The very best, most expensive PC power supplies on 115v AC will only reach 94% at the very specific 50% load of power supply rated wattage. So if you have a 500 watt power supply, and aren't using almost exactly 250 watts, you aren't getting that 94% efficiency. Regular power supplies under normal variable load conditions are going to be somewhere in the 80% efficient range. If the PC is idle, that efficiency can drop to 20% (but it's fine because it's only a few watts).
https://forum.level1techs.com/t/super-high-efficiency-300-400w-psu/184589/2
So using a modern Gallium Nitride stand alone charger will be more efficient. It will be extremely more efficient if you use that stand alone charger instead of charging off your PC while your PC is idle.
Counter point. Most computer power supplies have a curve to their charging efficiency (somewhere north of 50% load). If your PC is substantially below the peak of that curve, then adding load (the phone) could raise the PSU's efficiency say from 80 to 85% (I'm making up numbers) which would affect the overall efficiency of the entire PC's load.
I think your answer is still probably correct, but it's an interesting nuance to think about.
Side notes: Some PSU's use gallium, e.g., Corsair ax1600i, though by and large most do not.
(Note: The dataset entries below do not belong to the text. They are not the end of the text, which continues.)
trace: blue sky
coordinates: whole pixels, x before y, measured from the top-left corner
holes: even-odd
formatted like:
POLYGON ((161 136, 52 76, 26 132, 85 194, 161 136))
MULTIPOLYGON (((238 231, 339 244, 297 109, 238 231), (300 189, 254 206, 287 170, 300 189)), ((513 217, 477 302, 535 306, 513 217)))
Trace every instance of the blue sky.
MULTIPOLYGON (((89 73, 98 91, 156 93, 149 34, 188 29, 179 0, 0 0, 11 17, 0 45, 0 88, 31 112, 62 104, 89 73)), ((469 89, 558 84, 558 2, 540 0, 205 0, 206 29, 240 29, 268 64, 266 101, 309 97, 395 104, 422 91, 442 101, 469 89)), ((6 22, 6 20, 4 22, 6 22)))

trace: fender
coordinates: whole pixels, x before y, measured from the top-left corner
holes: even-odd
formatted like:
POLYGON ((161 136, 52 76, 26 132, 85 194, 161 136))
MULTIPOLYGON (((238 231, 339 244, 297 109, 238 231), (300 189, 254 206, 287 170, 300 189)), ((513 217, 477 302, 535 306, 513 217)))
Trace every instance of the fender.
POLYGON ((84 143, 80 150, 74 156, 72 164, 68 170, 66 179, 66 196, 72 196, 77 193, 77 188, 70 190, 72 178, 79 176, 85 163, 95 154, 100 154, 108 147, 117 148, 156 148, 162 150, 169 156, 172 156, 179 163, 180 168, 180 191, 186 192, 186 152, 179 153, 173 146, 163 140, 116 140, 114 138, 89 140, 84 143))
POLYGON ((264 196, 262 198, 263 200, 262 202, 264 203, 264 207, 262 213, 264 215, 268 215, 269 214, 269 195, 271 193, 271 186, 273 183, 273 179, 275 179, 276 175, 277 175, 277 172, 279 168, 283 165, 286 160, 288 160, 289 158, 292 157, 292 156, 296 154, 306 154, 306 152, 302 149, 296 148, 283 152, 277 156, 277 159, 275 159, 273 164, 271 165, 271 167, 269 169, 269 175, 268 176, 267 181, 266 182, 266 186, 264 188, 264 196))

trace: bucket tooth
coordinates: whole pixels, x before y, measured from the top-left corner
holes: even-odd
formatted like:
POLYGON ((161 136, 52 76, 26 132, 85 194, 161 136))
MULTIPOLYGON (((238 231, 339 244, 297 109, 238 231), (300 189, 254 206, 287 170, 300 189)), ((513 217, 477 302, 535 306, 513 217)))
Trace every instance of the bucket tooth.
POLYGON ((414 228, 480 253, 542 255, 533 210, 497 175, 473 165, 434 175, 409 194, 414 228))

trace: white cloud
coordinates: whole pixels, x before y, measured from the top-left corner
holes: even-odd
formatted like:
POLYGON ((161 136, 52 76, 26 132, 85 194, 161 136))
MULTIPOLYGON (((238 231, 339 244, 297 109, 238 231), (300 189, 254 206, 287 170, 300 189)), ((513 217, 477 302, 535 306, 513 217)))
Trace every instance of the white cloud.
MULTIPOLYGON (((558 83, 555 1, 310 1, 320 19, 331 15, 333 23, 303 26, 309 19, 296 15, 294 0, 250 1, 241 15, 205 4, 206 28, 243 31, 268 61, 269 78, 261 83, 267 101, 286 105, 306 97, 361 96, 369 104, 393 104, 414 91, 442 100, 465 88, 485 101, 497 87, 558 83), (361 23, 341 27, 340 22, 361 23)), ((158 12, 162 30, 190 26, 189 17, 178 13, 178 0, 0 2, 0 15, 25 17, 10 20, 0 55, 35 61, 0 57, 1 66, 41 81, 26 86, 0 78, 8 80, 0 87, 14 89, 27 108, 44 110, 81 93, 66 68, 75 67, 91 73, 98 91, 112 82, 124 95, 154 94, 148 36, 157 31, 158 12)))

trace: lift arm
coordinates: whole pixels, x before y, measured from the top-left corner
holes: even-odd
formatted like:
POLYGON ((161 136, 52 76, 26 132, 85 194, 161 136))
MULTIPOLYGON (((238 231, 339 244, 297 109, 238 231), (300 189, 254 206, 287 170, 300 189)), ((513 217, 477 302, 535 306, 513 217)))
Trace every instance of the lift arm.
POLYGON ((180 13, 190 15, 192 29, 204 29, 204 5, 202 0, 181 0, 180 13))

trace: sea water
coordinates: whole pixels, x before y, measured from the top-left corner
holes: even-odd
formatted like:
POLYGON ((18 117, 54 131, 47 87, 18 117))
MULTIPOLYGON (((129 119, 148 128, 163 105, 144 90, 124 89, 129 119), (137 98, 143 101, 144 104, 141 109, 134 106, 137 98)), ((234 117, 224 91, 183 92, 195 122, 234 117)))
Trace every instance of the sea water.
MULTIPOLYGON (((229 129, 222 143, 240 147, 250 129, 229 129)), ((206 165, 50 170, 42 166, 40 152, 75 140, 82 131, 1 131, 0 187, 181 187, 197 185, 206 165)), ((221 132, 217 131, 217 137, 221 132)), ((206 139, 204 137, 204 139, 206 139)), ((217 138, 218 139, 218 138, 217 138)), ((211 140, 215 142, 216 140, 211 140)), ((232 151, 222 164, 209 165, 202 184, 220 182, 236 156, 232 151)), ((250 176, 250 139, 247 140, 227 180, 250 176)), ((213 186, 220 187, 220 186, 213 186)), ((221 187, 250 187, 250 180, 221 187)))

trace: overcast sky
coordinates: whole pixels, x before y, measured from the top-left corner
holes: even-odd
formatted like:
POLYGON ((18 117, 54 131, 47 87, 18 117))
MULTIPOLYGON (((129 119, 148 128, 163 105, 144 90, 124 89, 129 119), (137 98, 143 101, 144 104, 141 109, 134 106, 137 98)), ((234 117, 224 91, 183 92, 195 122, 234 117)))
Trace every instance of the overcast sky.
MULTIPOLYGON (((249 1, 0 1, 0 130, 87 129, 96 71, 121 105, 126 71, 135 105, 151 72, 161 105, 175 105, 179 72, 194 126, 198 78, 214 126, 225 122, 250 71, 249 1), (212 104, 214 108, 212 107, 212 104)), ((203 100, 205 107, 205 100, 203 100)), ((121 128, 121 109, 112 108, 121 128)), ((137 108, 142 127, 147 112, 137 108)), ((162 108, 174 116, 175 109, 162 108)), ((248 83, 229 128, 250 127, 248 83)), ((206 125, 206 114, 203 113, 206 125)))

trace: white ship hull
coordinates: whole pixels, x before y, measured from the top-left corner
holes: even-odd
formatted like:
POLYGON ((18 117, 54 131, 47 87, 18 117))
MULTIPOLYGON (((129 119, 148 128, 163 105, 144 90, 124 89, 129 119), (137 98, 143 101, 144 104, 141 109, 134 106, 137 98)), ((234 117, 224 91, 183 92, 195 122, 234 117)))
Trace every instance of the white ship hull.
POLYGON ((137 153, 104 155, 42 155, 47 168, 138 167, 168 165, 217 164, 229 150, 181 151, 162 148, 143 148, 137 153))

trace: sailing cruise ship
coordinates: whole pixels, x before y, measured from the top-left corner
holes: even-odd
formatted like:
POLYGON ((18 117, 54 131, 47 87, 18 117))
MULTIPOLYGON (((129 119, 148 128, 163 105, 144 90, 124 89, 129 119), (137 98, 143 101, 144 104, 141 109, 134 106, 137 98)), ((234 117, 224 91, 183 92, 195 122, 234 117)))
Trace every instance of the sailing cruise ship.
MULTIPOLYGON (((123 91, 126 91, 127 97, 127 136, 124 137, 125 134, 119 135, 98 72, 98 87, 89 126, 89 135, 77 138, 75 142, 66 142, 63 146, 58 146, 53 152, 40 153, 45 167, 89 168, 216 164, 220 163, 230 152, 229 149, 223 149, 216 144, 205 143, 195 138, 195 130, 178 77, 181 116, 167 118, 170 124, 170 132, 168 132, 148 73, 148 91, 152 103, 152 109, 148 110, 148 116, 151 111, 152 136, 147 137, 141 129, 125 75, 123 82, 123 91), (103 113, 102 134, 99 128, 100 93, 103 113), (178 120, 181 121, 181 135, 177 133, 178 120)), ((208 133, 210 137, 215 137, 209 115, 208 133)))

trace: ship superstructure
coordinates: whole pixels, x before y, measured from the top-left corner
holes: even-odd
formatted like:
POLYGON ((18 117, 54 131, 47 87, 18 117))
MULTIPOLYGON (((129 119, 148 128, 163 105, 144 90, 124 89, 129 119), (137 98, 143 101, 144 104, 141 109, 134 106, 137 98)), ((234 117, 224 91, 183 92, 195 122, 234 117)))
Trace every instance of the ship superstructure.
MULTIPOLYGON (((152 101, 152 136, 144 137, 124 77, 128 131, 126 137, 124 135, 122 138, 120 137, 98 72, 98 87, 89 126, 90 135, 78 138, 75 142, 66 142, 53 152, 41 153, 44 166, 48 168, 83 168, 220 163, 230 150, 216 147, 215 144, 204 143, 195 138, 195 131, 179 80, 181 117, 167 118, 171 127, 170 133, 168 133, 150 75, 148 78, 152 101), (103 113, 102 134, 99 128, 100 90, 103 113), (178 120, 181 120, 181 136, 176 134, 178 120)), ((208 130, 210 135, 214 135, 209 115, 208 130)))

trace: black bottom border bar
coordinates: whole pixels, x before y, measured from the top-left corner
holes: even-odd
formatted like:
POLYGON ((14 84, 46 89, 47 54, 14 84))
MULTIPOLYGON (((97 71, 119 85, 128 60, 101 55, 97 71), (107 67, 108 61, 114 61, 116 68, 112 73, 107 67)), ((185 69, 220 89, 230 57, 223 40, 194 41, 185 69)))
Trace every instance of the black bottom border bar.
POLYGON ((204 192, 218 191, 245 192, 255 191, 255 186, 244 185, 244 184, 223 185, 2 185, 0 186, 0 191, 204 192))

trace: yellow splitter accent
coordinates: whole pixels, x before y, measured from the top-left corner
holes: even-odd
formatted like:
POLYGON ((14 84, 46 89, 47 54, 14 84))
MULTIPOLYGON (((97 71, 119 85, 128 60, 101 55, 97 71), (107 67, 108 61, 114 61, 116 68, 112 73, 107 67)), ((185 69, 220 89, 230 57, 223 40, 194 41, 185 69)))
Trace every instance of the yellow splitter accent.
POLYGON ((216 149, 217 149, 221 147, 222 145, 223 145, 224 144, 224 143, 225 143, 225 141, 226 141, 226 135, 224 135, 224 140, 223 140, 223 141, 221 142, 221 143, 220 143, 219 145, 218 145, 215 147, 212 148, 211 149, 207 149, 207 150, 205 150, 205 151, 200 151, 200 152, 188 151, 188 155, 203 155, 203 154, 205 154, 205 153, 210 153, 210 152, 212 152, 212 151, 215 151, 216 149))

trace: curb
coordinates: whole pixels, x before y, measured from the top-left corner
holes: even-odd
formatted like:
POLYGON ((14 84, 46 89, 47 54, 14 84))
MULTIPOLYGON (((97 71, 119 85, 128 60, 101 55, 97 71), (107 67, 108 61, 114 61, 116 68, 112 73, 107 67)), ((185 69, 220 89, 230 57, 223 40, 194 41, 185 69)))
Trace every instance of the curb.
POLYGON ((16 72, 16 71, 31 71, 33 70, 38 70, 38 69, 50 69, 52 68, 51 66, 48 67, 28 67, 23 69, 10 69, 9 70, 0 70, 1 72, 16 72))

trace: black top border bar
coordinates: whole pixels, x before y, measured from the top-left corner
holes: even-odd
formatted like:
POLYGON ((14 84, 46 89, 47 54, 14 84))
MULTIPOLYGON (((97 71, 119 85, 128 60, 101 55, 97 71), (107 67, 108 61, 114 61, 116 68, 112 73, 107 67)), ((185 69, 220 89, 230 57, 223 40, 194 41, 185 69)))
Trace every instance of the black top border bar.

Also if your in the EU then your working with 220/240v PSU's which adds more efficiency, but that would apply to the phone charger as well.
Adding a 30 watt phone is going to be maybe 5% of the PC load. So it could bring it up to a few percent. But that is insignificant compared to the normal swings of 200+ watts between normal and load.
Agreed, especially for gaming PC. On laptops and generic PC I think there could be a bigger swing, but also you'd need a USB port capable of pushing 30w which is not a standard feature by any means in a PC/laptop.